那天是一個不尋常的夜晚,微帶著寒意,讓人感到不安,瑟瑟發抖的孤寂夜晚。

灣安慰自己只是想太多,縱使有太多的心慌、太多的無解,依舊安慰自己冷靜,從床上默默起身,打算喝杯茶讓自己冷靜。

今天就可以見到小香了……她小啜著茶飲竊喜,小聲笑著。

他還好嗎?

想著那個沒有血緣的弟弟,雖然嚴謹,但對她非常溫柔,那跟自己差不多大的小手,緊緊握住時好溫暖好溫暖。

小香過得如何呢?真的,真的好想念他。

雖然被王耀發現會讓他生氣,這麼晚還擅自出門相當危險,確實不應該,但只是去一下下而已,她在內心向王耀道歉,一下下就好,不要緊的,如此說服自己。

也因此,當亞瑟提出邀約時,灣只猶豫一會就答應了。

抬頭望著窗外,才心想時間應該差不多了,門外就傳來急促的腳步聲,由遠而近,很快「磅」一聲,一個人影粗魯地闖入,緊抓住灣的手臂,把她嚇了好大一跳有些反應不過來。

「小灣!」

「耀、耀大哥……?」灣一愣:「怎麼了?」

王耀那緊張的語氣中有著嘶啞,粗喘的氣息帶著濕意,高大的身軀顫抖。

還來不及思考王耀怎麼會三更半夜突然闖進自己房間,此時灣仔細一看,王耀的臉上、手臂竟多了被刀劍砍過的傷口,血跡斑斑,看起來慘不忍睹,怵目驚心。

從額上滑落臉頰,落及地面,滴答滴答,響著規律的旋律,灣看得好想哭。

「耀大哥!你……為什麼?」

輕撫著王耀的傷口,觸及的瞬間後者忍不住低吟了一聲,灣不禁渾身一抖。

「大哥……」

「現在沒時間多說了,快點逃!」

不給灣詢問的時間,王耀一把抓起灣右手就往外衝。

「耀大、大哥,你跑太快,灣跟不上……」

不明所以被拉著跑的灣,抬頭又瞥見了王耀背後一道長達二十公分左右的刀傷,鮮血還在不停流出,不禁心一驚。

「耀大哥!你的背……」

被嚴重還不斷湧出鮮血的傷口嚇愣到,忍不住哽咽了起來。

背後那刀傷比起其他的還深還重,若不趕快處理可是不堪設想,究竟是誰這麼殘忍?

灣非常擔心他的傷勢,但王耀卻沒有解釋。

「別說了!先逃離……這裡!呃!」

過於抽動到傷口,王耀的表情因痛苦而糾結,畢竟受了那麼重的傷,還得帶著灣逃跑,身體的負荷可想而知,突然,一個重心不穩,王耀往前倒了下去,連帶的灣也被拉著往前撲倒。
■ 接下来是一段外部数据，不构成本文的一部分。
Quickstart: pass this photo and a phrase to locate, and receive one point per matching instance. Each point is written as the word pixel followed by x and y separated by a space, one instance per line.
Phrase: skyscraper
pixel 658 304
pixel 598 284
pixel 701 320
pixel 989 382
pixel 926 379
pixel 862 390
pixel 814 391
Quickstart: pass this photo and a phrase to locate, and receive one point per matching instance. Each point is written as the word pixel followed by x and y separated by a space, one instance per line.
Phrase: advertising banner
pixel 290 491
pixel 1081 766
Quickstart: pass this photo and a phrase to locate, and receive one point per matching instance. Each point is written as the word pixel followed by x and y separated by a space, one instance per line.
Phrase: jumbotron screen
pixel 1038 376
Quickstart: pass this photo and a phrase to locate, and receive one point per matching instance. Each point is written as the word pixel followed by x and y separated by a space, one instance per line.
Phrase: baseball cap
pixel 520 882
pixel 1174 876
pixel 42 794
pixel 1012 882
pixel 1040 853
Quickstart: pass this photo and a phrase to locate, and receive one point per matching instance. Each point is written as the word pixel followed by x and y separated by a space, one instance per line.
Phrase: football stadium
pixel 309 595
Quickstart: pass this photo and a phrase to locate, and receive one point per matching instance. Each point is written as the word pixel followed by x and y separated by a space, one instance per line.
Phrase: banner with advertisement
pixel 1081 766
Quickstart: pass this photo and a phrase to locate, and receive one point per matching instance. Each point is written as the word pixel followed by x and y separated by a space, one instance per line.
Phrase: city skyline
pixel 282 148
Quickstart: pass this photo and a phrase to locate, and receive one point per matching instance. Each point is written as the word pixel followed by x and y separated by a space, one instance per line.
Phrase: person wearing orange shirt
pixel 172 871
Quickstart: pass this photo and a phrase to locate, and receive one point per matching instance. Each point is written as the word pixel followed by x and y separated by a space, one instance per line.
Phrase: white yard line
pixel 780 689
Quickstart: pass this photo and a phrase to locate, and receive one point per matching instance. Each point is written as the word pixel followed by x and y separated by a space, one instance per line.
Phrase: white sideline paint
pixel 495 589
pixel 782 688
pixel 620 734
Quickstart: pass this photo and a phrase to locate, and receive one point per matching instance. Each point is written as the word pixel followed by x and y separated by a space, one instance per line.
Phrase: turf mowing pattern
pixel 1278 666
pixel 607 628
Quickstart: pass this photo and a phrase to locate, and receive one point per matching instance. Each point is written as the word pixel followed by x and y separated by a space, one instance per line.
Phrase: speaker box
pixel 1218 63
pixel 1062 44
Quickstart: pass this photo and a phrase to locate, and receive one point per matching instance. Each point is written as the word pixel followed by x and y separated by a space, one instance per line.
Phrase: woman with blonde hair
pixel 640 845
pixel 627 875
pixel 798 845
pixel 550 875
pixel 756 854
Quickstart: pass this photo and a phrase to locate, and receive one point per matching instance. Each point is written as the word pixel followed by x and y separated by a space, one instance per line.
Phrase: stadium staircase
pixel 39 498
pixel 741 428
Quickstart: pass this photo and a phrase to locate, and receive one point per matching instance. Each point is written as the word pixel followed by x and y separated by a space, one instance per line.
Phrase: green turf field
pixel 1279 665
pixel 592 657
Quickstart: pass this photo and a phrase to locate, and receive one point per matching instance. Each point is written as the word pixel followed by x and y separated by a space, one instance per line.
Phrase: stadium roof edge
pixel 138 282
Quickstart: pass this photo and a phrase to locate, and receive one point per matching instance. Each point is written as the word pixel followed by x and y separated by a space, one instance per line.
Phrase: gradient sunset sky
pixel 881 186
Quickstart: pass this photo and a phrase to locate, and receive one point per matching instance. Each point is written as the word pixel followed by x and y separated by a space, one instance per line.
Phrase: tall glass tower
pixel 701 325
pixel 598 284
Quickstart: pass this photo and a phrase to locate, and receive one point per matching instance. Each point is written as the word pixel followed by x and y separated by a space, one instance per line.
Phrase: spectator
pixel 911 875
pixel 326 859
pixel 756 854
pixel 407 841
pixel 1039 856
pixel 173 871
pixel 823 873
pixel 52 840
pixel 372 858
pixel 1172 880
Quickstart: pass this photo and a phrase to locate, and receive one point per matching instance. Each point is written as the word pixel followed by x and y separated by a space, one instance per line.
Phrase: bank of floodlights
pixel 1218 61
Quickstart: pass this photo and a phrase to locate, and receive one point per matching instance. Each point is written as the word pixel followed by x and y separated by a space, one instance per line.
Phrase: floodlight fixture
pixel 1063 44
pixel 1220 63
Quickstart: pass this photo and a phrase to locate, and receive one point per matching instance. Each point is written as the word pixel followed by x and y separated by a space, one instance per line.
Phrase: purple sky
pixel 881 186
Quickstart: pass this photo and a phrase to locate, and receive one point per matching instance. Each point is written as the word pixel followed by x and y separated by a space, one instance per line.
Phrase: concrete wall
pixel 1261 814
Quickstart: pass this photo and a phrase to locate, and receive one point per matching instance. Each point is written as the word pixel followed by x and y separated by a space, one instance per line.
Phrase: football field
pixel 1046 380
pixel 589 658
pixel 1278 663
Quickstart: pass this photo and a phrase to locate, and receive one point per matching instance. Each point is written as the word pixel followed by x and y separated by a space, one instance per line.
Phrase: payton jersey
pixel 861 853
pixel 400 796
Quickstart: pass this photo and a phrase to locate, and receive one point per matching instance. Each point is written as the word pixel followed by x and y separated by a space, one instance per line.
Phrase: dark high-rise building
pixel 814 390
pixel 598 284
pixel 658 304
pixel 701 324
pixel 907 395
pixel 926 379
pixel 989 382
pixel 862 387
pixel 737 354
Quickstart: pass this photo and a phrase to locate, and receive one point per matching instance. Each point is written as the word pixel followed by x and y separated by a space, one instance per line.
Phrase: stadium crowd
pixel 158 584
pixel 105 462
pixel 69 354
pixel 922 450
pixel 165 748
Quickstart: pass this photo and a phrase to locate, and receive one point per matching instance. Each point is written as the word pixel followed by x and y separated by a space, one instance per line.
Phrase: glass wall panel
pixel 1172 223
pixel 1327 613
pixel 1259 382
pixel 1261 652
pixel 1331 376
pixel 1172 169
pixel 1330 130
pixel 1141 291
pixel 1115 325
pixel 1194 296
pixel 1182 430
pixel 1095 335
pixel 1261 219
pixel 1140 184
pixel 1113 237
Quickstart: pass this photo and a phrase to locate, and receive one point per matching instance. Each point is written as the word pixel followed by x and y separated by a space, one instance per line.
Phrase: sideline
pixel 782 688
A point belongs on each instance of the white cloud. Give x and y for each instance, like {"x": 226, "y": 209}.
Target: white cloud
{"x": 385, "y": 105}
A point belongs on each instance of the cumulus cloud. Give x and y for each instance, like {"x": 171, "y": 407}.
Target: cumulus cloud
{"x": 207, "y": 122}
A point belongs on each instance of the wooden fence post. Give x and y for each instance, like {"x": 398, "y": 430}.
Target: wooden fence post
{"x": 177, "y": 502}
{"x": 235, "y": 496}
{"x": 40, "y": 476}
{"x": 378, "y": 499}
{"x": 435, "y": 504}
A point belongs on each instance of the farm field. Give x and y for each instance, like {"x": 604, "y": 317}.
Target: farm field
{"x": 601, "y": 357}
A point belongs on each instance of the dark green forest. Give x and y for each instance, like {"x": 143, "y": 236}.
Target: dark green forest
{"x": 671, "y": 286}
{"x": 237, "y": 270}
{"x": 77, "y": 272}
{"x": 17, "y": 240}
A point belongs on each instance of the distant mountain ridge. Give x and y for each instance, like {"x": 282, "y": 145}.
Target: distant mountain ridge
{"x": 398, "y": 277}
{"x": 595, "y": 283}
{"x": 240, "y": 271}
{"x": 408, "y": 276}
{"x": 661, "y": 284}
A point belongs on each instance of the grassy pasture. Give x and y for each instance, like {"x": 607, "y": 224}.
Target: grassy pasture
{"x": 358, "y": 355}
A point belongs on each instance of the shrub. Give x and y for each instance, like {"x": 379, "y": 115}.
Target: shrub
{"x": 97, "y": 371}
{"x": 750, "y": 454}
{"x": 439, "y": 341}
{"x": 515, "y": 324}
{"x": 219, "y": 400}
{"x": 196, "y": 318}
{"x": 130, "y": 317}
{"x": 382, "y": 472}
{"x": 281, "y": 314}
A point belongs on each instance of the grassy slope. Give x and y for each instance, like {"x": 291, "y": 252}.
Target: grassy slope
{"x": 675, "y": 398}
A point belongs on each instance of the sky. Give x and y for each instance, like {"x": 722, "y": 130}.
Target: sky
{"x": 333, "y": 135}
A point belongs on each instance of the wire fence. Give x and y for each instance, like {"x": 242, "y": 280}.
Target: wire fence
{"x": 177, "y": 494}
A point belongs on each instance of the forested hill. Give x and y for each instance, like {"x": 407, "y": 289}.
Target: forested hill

灣不顧身上的擦上,連忙爬起來跑到王耀身邊,看著後者欲起身卻只能一再不支倒地的模樣,邊哭邊扶住他。

「大哥!耀大哥!」

王耀的表情痛苦不堪,瞇起的雙眼有著悲傷與強忍,灣急得眼淚掉落不停。

「小灣,妳……快點逃,別管大哥了……」

極力忍著背後的痛楚,王耀卻只在意灣,第一個想法永遠是她的安危。

「不要,我不要!耀大哥你傷得這麼重,灣怎麼能……可能丟下你……」灣哭著搖頭:「是誰做的?是誰這麼殘忍對大哥?」

「總之妳快點逃!逃得愈遠愈好!唔……」王耀語氣激動起來,又刺激到傷口,猛地吐出一口血。

「耀大哥!」灣頓時手足無措,但又不可能自己逃走。

「快點!找到阿勇,讓他帶妳逃走,別管……」



喀噠!喀噠!



腳步聲?灣下意識回頭。

是誰?難道是砍傷哥哥的敵人?灣一雙大眼連眨也不敢眨,望向聲音的來源,那腳步聲不疾不徐,但每一聲都讓人覺得格外沈重。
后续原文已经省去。